🤖 AI Summary
Inverse scattering problems in electromagnetic imaging and medical diagnostics face challenges including nonlinearity and diverse measurement conditions (e.g., full-field, phaseless, or multi-frequency data). To address these, this paper proposes DeepCSI—a physics-informed deep contrast source inversion framework. First, it integrates the contrast source inversion (CSI) method with neural operator principles, employing a ResMLP architecture to model excitation-dependent current distributions, thereby enabling effective linearization of nonlinear inverse problems. Second, it introduces learnable tensor representations for medium parameters, establishing an end-to-end differentiable framework that jointly optimizes network weights and physical parameters.
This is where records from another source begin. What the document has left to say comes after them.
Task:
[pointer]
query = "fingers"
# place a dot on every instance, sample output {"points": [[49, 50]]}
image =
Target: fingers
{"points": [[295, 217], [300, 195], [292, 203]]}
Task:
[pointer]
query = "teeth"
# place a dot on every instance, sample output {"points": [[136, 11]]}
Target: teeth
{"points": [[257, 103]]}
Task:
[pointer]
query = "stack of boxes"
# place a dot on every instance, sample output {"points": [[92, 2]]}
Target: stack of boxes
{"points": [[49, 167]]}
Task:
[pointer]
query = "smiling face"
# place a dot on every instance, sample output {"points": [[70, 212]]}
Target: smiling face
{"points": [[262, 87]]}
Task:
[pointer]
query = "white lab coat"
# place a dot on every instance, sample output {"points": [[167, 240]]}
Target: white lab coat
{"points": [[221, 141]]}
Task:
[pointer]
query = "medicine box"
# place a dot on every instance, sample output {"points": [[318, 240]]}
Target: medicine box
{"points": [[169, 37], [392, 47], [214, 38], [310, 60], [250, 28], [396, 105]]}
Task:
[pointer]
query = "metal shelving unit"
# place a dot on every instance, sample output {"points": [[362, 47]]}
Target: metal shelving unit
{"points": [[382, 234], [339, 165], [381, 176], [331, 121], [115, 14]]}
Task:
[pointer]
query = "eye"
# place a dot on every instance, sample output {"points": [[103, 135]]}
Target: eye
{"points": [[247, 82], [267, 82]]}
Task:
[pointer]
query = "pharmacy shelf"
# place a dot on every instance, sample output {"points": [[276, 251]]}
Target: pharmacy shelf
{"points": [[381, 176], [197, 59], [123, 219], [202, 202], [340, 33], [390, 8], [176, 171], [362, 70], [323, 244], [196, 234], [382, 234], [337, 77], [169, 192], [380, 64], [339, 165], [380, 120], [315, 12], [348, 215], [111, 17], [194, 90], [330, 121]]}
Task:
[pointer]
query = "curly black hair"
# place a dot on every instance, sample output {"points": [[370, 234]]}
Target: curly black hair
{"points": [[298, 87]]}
Third, it designs a hybrid loss function incorporating the state equation, data fidelity term, and total-variation regularization. Experiments demonstrate that DeepCSI consistently outperforms conventional CSI methods across diverse measurement scenarios—achieving higher reconstruction accuracy, superior robustness, and significantly reduced computational cost.
📝 Abstract
Inverse scattering problems are critical in electromagnetic imaging and medical diagnostics but are challenged by their nonlinearity and diverse measurement scenarios. This paper proposes a physics-informed deep contrast source inversion framework (DeepCSI) for fast and accurate medium reconstruction across various measurement conditions. Inspired by contrast source inversion (CSI) and neural operator methods, a residual multilayer perceptron (ResMLP) is employed to model current distributions in the region of interest under different transmitter excitations, effectively linearizing the nonlinear inverse scattering problem and significantly reducing the computational cost of traditional full-waveform inversion. By modeling medium parameters as learnable tensors and utilizing a hybrid loss function that integrates state equation loss, data equation loss, and total variation regularization, DeepCSI establishes a fully differentiable framework for joint optimization of network parameters and medium properties. Compared with conventional methods, DeepCSI offers advantages in terms of simplicity and universal modeling capabilities for diverse measurement scenarios, including phase-less and multi-frequency observation. Simulations and experiments demonstrate that DeepCSI achieves high-precision, robust reconstruction under full-data, phaseless data, and multifrequency conditions, outperforming traditional CSI methods and providing an efficient and universal solution for complex inverse scattering problems.